Simon Wills was a lutenist and continuo player, switching to the trombone after a hand injury. After a spell in the Teatro Massimo in Palermo he joined the London Symphony Orchestra and for 14 years was also principal trombone of the Chamber Orchestra of Europe. He played with the Fires of London in its last years, works regularly with the London Sinfonietta and at the Royal Opera House and has been a member of Endymion since the beginning. His interest in early music is as great as his enthusiasm for the new, and he has played with the Balthasar Neumann Ensemble, Freiburg Baroque Orchestra, Academy of Ancient Music and Orchestra of the Age of Enlightenment. He makes irregular forays into early music scholarship.
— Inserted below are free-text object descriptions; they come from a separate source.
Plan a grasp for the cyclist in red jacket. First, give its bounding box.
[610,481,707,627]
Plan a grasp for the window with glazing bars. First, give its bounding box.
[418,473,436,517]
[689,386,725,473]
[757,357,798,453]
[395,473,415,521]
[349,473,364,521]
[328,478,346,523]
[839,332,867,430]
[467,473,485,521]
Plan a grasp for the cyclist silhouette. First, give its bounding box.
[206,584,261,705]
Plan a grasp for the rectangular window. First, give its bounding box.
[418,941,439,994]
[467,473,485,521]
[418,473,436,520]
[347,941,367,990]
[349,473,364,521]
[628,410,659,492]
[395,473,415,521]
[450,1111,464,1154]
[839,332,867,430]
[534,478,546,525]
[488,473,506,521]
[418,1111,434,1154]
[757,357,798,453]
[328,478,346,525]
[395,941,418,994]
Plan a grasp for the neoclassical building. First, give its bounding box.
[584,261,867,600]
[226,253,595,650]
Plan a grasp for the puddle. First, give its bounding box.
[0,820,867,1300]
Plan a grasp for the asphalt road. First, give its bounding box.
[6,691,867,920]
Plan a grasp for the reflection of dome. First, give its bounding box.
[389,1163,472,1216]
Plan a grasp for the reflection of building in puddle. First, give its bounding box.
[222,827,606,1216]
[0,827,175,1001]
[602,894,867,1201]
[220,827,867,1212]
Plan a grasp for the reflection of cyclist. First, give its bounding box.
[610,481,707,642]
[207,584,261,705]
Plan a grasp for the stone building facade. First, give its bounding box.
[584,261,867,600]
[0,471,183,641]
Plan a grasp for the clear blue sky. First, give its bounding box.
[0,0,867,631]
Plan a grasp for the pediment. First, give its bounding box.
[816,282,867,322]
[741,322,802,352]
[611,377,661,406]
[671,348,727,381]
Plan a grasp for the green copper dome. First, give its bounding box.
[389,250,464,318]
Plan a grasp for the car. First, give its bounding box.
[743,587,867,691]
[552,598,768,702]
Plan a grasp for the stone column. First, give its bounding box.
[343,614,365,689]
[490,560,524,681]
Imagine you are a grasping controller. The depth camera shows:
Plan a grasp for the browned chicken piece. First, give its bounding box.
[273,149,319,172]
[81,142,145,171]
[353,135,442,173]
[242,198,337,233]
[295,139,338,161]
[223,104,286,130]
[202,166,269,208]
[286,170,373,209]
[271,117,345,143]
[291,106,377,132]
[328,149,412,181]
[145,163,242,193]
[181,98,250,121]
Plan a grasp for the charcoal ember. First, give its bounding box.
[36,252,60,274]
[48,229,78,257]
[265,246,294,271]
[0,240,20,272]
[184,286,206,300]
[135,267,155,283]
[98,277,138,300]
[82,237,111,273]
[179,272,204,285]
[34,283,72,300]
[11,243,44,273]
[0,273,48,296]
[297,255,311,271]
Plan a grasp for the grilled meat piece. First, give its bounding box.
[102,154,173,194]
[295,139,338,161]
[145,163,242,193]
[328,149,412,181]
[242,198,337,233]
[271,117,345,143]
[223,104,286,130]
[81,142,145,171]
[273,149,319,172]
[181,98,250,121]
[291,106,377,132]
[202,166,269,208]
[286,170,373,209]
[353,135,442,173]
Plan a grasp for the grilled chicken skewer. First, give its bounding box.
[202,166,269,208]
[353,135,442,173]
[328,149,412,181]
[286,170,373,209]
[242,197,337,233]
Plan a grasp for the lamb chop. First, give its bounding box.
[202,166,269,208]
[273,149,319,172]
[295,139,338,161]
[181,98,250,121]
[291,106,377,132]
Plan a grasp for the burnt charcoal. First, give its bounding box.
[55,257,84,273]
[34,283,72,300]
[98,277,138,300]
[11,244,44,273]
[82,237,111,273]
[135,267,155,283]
His main interest is historical rather than musicological; he contributed articles to the Cambridge Companion to Brass but thinks his best work was a paper delivered at the Royal Academy, which used historical methods to place the social and economic status of Victorian musicians in precise relation to that of Mr Alfred Pooter in The Diary of a Nobody.
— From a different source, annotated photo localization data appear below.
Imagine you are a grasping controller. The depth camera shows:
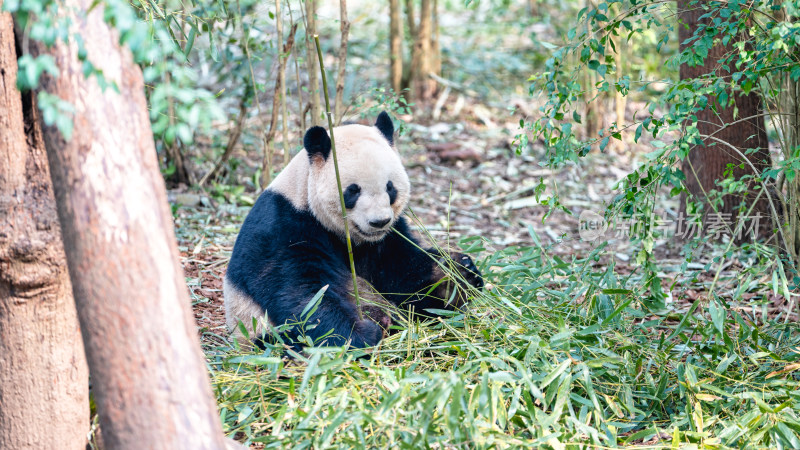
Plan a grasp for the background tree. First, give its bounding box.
[305,0,324,126]
[678,0,771,236]
[389,0,403,92]
[0,8,89,450]
[20,0,231,449]
[389,0,442,103]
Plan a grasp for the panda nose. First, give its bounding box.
[369,218,392,228]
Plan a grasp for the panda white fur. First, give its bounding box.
[223,112,483,347]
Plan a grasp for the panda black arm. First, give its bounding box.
[355,217,483,312]
[227,191,383,347]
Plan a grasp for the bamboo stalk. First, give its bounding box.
[314,34,363,320]
[333,0,350,123]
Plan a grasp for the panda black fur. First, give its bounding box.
[223,112,483,347]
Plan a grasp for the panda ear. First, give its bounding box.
[375,111,394,145]
[303,127,331,160]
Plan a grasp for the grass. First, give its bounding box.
[207,230,800,449]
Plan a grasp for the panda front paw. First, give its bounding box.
[450,252,483,289]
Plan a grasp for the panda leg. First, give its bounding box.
[280,290,383,348]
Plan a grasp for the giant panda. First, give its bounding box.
[223,112,483,348]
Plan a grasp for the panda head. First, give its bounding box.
[303,112,410,244]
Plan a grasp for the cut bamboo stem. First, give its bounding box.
[314,34,363,320]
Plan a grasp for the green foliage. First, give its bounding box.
[518,0,800,278]
[209,236,800,448]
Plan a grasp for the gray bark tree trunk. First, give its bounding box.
[21,0,231,449]
[0,7,89,450]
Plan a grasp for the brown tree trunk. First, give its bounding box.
[0,8,89,450]
[164,73,192,186]
[409,0,438,105]
[306,0,323,126]
[334,0,350,124]
[261,24,297,189]
[678,0,771,239]
[389,0,403,94]
[23,0,225,449]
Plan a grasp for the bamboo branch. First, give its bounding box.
[314,34,363,320]
[333,0,350,124]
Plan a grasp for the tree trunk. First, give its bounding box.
[306,0,323,126]
[23,0,225,449]
[0,8,89,450]
[409,0,436,105]
[260,24,297,189]
[678,0,771,239]
[389,0,403,94]
[334,0,350,124]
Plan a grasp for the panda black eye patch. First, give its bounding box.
[344,184,361,209]
[386,181,397,205]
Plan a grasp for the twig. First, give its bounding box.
[314,34,363,320]
[261,24,297,188]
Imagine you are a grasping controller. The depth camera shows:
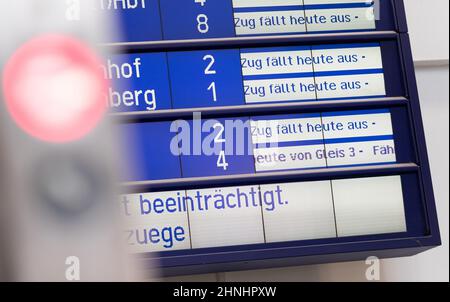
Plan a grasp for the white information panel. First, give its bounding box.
[233,0,376,36]
[121,176,407,253]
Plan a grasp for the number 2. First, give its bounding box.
[203,55,217,74]
[194,0,206,6]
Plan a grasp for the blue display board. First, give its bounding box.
[97,0,405,42]
[109,0,440,275]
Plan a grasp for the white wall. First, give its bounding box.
[160,0,449,282]
[404,0,449,65]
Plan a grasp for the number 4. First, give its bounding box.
[217,150,229,171]
[194,0,206,6]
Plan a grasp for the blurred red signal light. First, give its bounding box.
[3,35,108,143]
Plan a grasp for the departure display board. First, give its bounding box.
[94,0,397,42]
[107,0,440,275]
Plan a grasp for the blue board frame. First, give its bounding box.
[107,0,441,275]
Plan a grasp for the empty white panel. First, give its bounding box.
[332,176,407,237]
[187,186,264,248]
[261,181,336,242]
[120,191,191,253]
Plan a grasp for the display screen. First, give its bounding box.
[100,0,440,267]
[121,176,407,253]
[118,109,412,182]
[93,0,395,42]
[103,43,401,112]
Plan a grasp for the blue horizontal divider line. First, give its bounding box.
[240,42,381,54]
[243,68,384,81]
[256,161,397,173]
[322,109,390,117]
[233,2,374,13]
[254,135,394,149]
[316,94,386,101]
[234,5,305,13]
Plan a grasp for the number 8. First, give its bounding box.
[197,14,209,34]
He has a growing reputation as a conductor and as a controversial theatrical composer. His most recent opera, The Secret Agent, to his own libretto and adapted from Joseph Conrad’s novel, attracted European-wide attention in its first run at the Feldkirch Festival in Austria. It deals with terrorism and domestic violence, and ends with one character suicide bombing the audience. A gentler piece, the surrealist pantomime A Day Close to Summer was commissioned by Baden Baden Festspielhaus to a scenario by Tatjana Gurbaca. It is a “prequel” to Dido and Aeneas, showing the characters in that work before their wartime traumas. The music was praised but the sexual content – and decision to place it on September 3rd 1939 – provoked a demonstration in the theatre. His setting for double chorus and soloists of of Theodor Fontane’s ballade Die Bruck am Tay was performed at Bad Kissingen and Feldkirch the following year, without audience protest, and his Sinfonietta for baroque strings was subsequently toured by the Balthasar Neumann Ensemble under the patronace of the Goethe Institut. His Prelude and Fugue upon Quem Pastores Laudavere is a Christmas favourite in Germany (last year it was played by the Berlin Philharmonic) and his orchestral arrangements for the Emmy-winning Abbado/Spitting Image Prokofiev Fantasy are in repertoire as a ballet at Dusseldorf Opera House. 2009 sees the premiere by the Tonhalle Orchester Zurich of his symphonic poem The Island, commissioned by the Zurich Festival, a revival of Die Bruck am Tay and the first performance and recording of his Chamber Symphony. Credit crunch permitting, another opera – a comedy this time – to a libretto of his own is planned for 2011.
His work as a conductor began when he took over direction of the Stockholm premeire of a concerto composed for Christian Lindberg. In 2007 he conducted what is believed to have been the first complete performance in Uganda of the Mozart Requiem, at Namirembe Cathedral outside Kampala. Exotic travels with a baton have recently included the Turan Alem Orchestra in Kazakhstan, Stockholms Landskonserter and Cyprus State Orchestra. Since 2008 he has been a transatlantic commuter in his new job as artistic director and chief conductor of the newly conceived Trinidad National Symphony Orchestra.
He has been a professor at the Guildhall School of Music and Drama since 1986 and was elected a fellow in 2000. His main role now is as conductor of the the Guildhall Ubu Ensemble, a group devoted to the more extreme areas of the modern repertoire. He has been a visiting professor at the Conservatoire Superieure in Paris, Tallinn Academy, Almaty Conservatoire, North Texas State University and Sapporo Academy and is programme consultant to the Academy of Performing Arts in the University of Trinidad and Tobago.